We used QUADAS to assess the quality of the papers. We used the STARD checklist to assess elements of study design that were likely to have a direct relation to bias in a study of test accuracy.
From the two by two tables, we calculated the following parameters for the different indices and various thresholds with their 95% confidence intervals for individual studies: sensitivity (true per cent positive), specificity (true per cent negative), and likelihood ratios (the ratio of the probability of the specific test result in people who have the disease to the probability in people who do not). Likelihood ratios indicate by how much a given test result raises or lowers the probability of the patient having the disease and have been recommended by evidence based medicine groups.26 27 Where two by two tables contained zero cells, we added 0.5 to each cell to enable calculations.28 We pooled results among groups of studies with the same threshold for protein to creatinine ratio or albumin to creatinine ratio (where necessary, we recalculated thresholds to mg/mg to ensure consistency of units) and the same outcome measure (either significant proteinuria (significant >300 mg/24 hours, severe >5000 mg/24 hours) on 24 hour collection or adverse pregnancy outcomes).
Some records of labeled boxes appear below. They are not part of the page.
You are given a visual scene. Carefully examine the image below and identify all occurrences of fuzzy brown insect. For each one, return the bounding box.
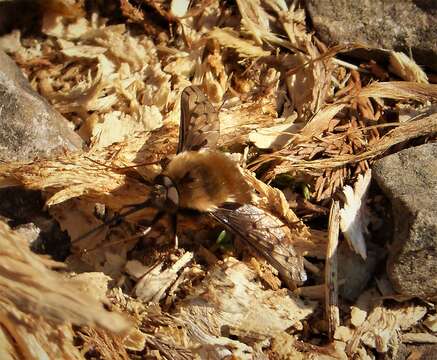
[76,86,306,287]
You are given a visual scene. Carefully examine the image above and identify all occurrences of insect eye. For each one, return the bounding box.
[167,186,179,206]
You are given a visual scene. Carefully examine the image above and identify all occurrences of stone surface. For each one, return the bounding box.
[0,51,82,160]
[373,143,437,298]
[306,0,437,71]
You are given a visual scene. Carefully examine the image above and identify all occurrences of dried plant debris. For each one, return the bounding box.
[0,0,437,359]
[340,170,372,260]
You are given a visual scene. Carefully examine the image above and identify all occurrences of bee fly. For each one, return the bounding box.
[75,86,306,287]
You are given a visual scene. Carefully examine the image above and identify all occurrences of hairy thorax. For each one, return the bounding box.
[164,150,251,211]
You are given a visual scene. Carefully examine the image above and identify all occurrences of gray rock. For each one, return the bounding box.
[373,143,437,298]
[0,51,82,160]
[338,242,385,302]
[307,0,437,71]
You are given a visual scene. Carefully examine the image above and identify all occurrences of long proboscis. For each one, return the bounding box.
[71,199,163,243]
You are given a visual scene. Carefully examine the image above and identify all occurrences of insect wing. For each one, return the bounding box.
[210,204,306,288]
[177,86,220,153]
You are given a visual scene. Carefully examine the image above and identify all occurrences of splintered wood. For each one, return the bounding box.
[325,201,340,340]
[0,0,437,360]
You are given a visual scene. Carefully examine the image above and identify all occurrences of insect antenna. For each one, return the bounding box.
[71,199,165,243]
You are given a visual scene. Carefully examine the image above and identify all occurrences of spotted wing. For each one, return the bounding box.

For many of the studies, we could extract test accuracy results for protein to creatinine ratio at multiple thresholds; for example, for Al Ragip et al,29 a two by two table expressing the number of true positives, true negatives, false positives, and false negatives was available for each of five protein to creatinine ratio thresholds (0.13, 0.18, 0.19, 0.2, and 0.49). Multiple test accuracy results within the same study are correlated, as the same patients are contributing their data to each of the thresholds. For example, one would expect a strong positive correlation between test accuracy results at neighbouring thresholds. This within study correlation between thresholds should be accounted for in the meta-analysis by synthesising all thresholds simultaneously, as it contains important information that is otherwise lost.30 In particular, by using the within study correlations one can “borrow strength” across thresholds31; this means that, for example, if a study presents results for a threshold of 0.2 but not for threshold 0.3 then, with any knowledge of the within study correlation between estimates at 0.2 and 0.3 in other studies, this study can still provide some indirect information about test accuracy at threshold 0.3.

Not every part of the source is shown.